Eye For Film >> Movies >> Paradise Lost (2006) Film Review
Paradise Lost
Reviewed by: Jeff Robson
Brazil – land of sun, sea, samba and surgery without anaesthetic. Not the best tourist board tagline perhaps but a reasonable summary of director John Stockwell’s well-made yet ultimately unsatisfying foray into the grindhouse genre.
Since Eli Roth brought a new dimension to the classic horror scenario of young and attractive but not too clever Yanks in peril by cranking the gore factor up to 11 with the likes of Cabin Fever and Hostel, the demand for such ‘in yer face’ existential shockers has mushroomed. Sometimes it seems barely a week goes by without another entry promising even bloodier and more ‘uncompromising’ violence.
Speaking as a confirmed non-devotee (I love horror but Hitchcock could make you shiver with a funny look and even Dario Argento never relied solely on schlock) I was interested to see what Stockwell and debut screenwriter Michael Arlen Ross, both newcomers to the genre, would bring to the party.
And the start is a promising slow-burn. A bus crash in rural Brazil literally throws together a disparate group of backpackers: buffed jock-type Alex (Josh Duhamel), who is chaperoning his sister Bea (Olivia Wilde) and her shy best friend Amy (Beau Garrett); hippyish Aussie trail veteran Pru (Melissa George); and comic relief Brit beer-and-shag monsters Finn (Desmond Askew) and Liam (Max Brown).
They strike out together, encouraged by reports of a fabulous beach bar nearby. Sure enough, they alight on a scene straight from the brochures and proceed to drink, dance and flirt the night away.
But the caprihinias come with a Mickey Finn chaser and next morning they wake to find the bar, together with all their worldly goods, has vanished. Staggering into the nearest town, they conduct a masterclass in antagonising the locals and only the intervention of one of the partygoers from the night before, Kiko (Agles Steib), saves them from a lynch mob.
Full of apologies, he offers to lead them to his uncle’s hacienda. Having little alternative, they follow him deeper into the jungle, stopping only to clean up by diving into a hidden lagoon with stunning underwater caves. But on arrival they find out the truth – Kiko has an ulterior motive and uncle Zamora (Miguel Lunardi) is that oft-encountered cinematic amalgam of brilliant surgeon and utter fruitcake.
Convinced that all American tourists are kidnappers intent on using the locals as fodder for cheap and easy organ transplants north of the border, he’s set up his own parallel facility to supply the local hospitals. And the waiting list’s just been reduced by five…

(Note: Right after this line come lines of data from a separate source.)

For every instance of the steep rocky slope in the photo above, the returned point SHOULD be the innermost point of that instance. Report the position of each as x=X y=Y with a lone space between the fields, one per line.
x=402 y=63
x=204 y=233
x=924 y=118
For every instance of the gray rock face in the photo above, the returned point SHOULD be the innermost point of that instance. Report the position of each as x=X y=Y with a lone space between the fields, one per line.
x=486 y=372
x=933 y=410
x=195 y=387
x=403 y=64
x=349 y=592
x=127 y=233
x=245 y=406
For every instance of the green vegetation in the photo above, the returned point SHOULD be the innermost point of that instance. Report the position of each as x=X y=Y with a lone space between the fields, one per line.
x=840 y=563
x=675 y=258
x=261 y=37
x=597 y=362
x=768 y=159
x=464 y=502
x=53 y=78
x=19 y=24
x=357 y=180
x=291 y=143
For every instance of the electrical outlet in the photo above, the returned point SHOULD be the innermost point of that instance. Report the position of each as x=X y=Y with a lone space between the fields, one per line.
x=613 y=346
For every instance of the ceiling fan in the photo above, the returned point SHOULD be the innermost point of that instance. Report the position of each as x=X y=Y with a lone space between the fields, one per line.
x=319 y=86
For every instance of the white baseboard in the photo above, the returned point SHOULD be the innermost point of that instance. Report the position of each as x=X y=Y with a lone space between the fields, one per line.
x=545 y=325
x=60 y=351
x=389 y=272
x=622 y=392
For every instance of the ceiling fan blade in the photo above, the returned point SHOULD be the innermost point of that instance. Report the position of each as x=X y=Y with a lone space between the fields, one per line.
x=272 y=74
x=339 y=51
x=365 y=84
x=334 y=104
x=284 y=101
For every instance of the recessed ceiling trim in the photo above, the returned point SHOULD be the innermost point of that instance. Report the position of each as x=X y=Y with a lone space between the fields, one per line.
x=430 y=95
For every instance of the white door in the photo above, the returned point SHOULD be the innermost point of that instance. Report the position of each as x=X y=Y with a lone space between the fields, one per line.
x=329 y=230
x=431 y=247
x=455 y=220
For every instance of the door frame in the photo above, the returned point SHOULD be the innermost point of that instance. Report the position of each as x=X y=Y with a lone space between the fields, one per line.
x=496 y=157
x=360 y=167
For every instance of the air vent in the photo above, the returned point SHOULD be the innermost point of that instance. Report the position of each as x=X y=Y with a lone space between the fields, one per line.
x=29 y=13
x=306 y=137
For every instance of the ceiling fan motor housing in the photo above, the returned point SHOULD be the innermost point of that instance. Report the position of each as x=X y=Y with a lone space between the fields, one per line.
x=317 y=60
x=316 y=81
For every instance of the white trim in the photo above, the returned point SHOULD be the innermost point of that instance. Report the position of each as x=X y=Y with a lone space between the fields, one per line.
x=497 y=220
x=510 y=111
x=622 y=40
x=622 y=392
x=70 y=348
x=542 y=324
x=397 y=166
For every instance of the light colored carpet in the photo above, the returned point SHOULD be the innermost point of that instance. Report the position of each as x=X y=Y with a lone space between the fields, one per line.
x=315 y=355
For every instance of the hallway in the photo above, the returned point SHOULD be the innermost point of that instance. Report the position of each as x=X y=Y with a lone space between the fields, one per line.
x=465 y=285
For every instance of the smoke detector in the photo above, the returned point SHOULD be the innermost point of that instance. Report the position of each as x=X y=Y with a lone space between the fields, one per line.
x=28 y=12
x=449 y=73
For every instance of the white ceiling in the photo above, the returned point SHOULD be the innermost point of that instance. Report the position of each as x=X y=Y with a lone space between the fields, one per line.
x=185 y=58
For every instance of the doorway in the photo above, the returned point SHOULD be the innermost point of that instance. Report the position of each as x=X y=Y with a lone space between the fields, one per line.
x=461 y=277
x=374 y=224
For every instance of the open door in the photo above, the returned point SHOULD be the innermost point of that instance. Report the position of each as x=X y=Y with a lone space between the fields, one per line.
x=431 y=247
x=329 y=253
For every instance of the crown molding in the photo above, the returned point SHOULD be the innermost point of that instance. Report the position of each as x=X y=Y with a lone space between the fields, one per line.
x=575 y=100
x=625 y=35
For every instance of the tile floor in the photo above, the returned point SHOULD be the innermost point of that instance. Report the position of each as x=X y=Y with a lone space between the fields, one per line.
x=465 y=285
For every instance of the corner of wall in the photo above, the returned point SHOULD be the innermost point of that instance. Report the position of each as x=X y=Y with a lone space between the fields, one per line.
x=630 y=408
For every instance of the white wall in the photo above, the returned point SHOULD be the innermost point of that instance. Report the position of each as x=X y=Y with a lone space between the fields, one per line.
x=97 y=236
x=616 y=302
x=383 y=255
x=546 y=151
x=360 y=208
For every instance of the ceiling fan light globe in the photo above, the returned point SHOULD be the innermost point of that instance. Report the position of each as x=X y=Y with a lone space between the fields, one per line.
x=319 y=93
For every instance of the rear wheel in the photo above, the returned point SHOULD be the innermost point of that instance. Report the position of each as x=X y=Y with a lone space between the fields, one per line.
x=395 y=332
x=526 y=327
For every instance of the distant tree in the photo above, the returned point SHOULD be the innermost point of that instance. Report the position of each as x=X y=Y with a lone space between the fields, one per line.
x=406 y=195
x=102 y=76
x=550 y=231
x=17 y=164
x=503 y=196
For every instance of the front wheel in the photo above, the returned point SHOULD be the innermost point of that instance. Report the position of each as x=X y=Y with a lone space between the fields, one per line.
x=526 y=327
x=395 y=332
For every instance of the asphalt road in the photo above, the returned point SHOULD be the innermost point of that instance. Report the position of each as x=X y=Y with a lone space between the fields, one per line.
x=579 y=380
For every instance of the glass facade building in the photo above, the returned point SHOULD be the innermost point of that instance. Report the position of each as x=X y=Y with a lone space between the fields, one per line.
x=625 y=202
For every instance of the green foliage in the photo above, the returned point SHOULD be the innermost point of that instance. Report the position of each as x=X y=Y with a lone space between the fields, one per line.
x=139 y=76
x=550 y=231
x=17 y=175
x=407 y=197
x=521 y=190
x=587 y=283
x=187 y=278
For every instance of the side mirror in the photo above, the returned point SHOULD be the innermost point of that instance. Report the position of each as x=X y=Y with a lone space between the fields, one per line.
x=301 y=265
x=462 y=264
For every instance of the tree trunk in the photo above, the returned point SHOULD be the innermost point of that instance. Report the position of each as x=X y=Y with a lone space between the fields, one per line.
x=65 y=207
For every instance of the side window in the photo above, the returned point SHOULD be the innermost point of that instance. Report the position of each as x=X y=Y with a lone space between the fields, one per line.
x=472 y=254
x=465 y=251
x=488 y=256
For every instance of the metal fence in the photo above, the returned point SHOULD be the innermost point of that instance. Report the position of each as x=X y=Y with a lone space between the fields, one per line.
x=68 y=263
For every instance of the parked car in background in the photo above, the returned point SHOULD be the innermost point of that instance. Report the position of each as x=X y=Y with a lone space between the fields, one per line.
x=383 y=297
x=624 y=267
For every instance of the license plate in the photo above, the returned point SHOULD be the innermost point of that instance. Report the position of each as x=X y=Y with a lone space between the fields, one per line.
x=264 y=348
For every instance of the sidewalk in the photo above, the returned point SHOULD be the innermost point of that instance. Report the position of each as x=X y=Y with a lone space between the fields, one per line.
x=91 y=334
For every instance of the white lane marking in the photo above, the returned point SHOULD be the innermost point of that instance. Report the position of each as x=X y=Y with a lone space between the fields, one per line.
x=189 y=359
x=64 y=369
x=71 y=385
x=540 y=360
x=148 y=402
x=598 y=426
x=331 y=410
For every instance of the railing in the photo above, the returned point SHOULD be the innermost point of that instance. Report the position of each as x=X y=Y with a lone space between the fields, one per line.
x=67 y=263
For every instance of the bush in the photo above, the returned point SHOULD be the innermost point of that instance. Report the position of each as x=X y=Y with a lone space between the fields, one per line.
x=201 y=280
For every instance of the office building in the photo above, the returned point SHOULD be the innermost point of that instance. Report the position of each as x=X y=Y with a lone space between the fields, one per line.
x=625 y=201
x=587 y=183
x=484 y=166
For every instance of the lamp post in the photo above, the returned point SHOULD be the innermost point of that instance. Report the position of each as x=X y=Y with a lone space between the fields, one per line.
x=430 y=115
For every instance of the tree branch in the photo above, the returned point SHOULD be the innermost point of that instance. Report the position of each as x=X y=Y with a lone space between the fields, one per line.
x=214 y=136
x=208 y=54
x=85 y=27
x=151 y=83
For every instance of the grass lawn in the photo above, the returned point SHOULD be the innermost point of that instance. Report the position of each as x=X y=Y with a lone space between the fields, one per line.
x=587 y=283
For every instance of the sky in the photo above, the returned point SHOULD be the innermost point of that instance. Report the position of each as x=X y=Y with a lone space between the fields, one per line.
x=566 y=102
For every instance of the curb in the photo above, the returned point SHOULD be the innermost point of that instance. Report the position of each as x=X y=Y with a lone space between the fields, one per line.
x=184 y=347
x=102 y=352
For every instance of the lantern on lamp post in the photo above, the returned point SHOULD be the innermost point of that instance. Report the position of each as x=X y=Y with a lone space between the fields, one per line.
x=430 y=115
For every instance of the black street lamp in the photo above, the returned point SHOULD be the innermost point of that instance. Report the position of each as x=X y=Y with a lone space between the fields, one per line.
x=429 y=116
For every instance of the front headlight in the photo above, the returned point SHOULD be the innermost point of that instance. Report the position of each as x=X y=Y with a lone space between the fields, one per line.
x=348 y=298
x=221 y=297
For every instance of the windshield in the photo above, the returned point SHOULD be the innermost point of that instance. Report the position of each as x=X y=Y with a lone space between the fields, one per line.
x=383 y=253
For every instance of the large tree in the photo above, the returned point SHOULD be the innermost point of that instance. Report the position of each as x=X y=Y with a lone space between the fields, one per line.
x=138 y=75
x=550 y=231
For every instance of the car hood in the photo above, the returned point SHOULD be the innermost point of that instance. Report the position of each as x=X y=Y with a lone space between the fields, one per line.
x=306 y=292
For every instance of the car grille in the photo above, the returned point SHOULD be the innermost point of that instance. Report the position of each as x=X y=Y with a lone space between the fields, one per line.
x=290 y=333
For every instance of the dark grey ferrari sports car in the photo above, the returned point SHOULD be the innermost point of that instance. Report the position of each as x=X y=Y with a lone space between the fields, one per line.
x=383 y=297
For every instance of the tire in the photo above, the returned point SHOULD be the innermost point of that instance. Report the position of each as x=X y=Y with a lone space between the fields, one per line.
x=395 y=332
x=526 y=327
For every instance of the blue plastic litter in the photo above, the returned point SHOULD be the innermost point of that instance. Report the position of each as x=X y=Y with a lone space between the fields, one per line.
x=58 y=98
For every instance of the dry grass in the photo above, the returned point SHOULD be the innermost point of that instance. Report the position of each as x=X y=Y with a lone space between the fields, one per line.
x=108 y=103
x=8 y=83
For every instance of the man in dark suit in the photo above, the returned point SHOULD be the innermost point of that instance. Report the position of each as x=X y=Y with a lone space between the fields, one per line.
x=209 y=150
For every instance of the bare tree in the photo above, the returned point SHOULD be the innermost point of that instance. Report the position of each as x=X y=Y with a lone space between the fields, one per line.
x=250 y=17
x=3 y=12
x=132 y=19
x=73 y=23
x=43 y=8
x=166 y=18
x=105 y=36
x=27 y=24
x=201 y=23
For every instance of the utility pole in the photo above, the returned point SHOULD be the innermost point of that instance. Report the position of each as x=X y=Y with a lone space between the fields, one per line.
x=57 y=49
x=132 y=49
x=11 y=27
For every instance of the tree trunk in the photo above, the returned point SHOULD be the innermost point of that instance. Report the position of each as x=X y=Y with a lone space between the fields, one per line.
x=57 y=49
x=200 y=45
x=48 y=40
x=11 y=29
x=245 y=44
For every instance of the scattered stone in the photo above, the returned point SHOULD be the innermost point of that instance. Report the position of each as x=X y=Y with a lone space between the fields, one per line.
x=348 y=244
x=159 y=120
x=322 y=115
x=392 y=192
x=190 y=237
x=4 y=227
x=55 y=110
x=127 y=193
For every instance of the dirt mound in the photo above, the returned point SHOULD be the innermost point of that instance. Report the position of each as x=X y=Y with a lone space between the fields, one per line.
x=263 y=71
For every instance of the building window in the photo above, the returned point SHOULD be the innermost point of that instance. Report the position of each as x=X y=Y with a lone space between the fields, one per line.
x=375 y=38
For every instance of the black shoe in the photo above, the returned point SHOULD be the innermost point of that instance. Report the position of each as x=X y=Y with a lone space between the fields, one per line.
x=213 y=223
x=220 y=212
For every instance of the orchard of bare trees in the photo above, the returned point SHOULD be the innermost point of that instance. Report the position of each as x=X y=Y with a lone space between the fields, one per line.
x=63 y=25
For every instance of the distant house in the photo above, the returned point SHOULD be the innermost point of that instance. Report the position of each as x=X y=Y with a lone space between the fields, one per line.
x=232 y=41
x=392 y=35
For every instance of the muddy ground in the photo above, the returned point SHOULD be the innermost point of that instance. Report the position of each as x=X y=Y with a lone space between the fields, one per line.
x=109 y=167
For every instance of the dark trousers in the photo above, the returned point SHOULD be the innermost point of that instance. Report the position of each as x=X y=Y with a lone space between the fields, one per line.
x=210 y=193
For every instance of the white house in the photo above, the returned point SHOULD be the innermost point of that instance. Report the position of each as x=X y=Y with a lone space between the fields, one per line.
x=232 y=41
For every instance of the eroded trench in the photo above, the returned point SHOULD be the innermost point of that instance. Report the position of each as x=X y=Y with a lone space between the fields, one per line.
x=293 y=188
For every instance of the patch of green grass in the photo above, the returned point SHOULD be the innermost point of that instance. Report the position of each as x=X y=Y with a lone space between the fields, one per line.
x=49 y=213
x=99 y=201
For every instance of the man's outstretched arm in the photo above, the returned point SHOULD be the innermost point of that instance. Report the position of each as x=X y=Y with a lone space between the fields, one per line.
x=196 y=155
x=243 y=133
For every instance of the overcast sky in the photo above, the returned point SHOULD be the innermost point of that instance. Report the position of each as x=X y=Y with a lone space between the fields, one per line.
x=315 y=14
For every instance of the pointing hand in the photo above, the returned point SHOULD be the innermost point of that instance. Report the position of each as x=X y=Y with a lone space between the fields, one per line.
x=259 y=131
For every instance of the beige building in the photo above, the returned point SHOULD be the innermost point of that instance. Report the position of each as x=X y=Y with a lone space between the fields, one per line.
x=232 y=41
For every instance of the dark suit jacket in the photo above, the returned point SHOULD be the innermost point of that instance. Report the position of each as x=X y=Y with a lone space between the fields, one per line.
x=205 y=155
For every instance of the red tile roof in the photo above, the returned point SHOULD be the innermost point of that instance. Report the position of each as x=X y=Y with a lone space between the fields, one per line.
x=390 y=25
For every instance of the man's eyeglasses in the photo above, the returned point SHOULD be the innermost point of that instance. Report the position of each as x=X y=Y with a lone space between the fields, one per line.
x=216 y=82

If this sounds like a lengthy set-up, that’s because it is. Despite a running time of barely 90 minutes, this film seems to take an age to get to the point. It’s a brave decision of Stockwell’s to give his characters so much space before the fur starts to fly. Scenarios like this work best when hapless protagonists (and the audience) are thrown into a world of pooh without any orientation time. The idea presumably was that here the audience gets to know and sympathise with the characters as people, rather than disposable screams on legs.
Trouble is, they’re not that nice or sympathetic people. Josh comes across as a dumb lug, suspicious and scathing of everything about Brazil. Bea and Amy are vacuous valley girls whose main purpose seems to be to provide bikini and wet T-shirt shots for the Loaded sector of the audience – who might well recognise themselves in Finn and Liam, gormless oiks who see world travel as one long cheap party and fall to bickering and whinging when the hangover comes. Only Pru seems like a character with any life outside of the film.
As their saga unfolds, I for one became increasingly impatient with them. Add to this the fact that the opening scene and several afterwards make clear exactly what their potential fate will be and the result is a serious slackening-off of tension. By the time the backpackers escape and make their bid for freedom the nuts-in-a-vice intensity that the best examples of the genre have just isn’t there.
However, the extended jungle chase and final dust-up with Zamora and his henchmen is well-handled – apart from one long scene where the underwater caves reappear. The cinematography is terrific, but the action simply unbelieveable. Ordinary, exhausted tourists perform feats of breath control and endurance that would put a champion free-diver to shame. Underwater combat is just too slow and balletic to maintain any tension in a piece that’s supposed to be viscerally realistic.
You’ll be unsurprised to learn that some (but alas, not all) of our quintet live to buy another Lonely Planet guide - so what exactly was the point? If Stockwell and Ross wanted to make a point about the high-handed attitude to the Third World of your average gap-year traveller, they undermine it by depicting all the Brazilians as psychos, brutes, cowards or (if female) temptresses; if they wanted to cash in on the grindcore boom, they dilute its core virtues of plain, cold-eyed terror. The end result suffers from being both over-ambitious in some ways and overly formulaic in others.